Snow kept coming down throughout Saturday in the valley, which sits at an average altitude of 4,200 meters (13,800 feet). By Sunday, rescue personnel had led approximately 350 hikers to security.
Earlier reports had indicated that the last group of roughly 200 hikers were projected to reach their destination by Tuesday.
In total, 580 hikers, in addition to more than 300 guides, yak herders, and other support staff were rescued, according to government reports released on Tuesday late in the day.
One Chinese trekker recalled how their group had been “too scared to sleep” on Saturday, as snow quickly piled up around their tents, obliging them to remove it every 90 minutes. They decided to go down on Sunday as the situation deteriorated.
“On the way, we encountered our guide’s father, who had come looking for him. That’s when we realized the snow was deep in the valley, too; community members, incapable to contact their children on the mountain, were very anxious.”
The blizzard also hindered the plans of climbers led by a US-based mountaineering outfit to ascend Cho Oyu, an 8,188-meter (26,864-foot) peak on the border between the People's Republic of China and Nepal.
Karma valley was first visited by western travelers a hundred years ago.

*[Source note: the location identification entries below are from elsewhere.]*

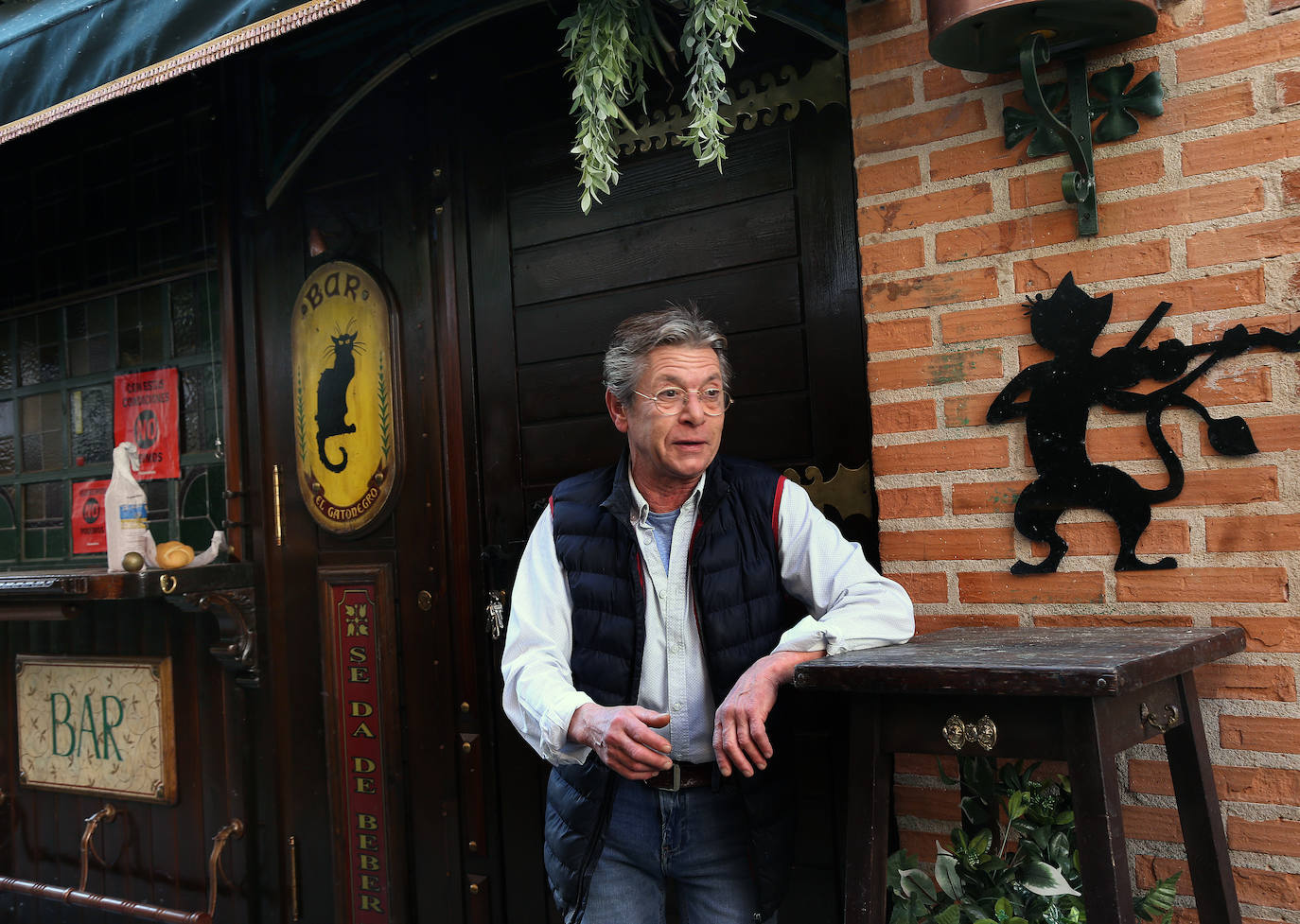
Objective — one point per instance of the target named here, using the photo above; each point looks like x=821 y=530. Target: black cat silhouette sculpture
x=332 y=396
x=1056 y=416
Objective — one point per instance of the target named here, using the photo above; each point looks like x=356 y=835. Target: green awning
x=61 y=56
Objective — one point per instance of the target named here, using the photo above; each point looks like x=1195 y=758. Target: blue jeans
x=695 y=837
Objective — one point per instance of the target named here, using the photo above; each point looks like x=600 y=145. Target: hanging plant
x=983 y=879
x=610 y=44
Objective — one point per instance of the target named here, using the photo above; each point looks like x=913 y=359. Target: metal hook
x=105 y=813
x=219 y=844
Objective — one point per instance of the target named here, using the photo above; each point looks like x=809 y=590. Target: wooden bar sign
x=358 y=604
x=97 y=725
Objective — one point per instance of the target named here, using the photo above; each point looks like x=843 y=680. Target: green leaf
x=1043 y=879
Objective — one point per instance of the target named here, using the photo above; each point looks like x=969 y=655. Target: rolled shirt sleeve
x=851 y=604
x=538 y=694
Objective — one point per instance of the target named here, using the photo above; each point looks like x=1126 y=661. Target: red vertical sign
x=147 y=412
x=89 y=516
x=361 y=749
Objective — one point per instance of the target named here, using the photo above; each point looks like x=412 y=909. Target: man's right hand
x=621 y=736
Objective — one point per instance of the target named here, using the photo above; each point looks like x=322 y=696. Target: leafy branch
x=610 y=44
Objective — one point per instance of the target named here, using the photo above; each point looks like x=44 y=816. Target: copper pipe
x=117 y=906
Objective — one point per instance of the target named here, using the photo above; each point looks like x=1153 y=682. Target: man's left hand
x=740 y=724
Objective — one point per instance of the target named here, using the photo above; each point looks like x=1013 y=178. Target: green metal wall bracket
x=1084 y=100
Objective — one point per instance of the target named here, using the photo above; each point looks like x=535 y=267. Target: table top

In modern times, with the expansion of the Everest region in Tibet as a prominent visitor destination, the area has brought in an rising number of visitors. More than 540,000 visitors explored the Everest region last year, establishing a unprecedented number.
The Everest region remains currently off-limits to the visitors, including the Karma and Rongshar valleys, as well as Cho Oyu.
The heavy snowfall over the weekend also affected hundreds of trekkers in other parts of the western regions of China, for example Xinjiang, Qinghai, and Gansu. Tragically, at least one individual succumbed, due to a blend of low body temperature and altitude sickness.
October is typically a busy season for the area, with usually fine and mild weather, but one participant of an 18-person trekking group that made it back to Qudang commented that the weather this year was “unusual.”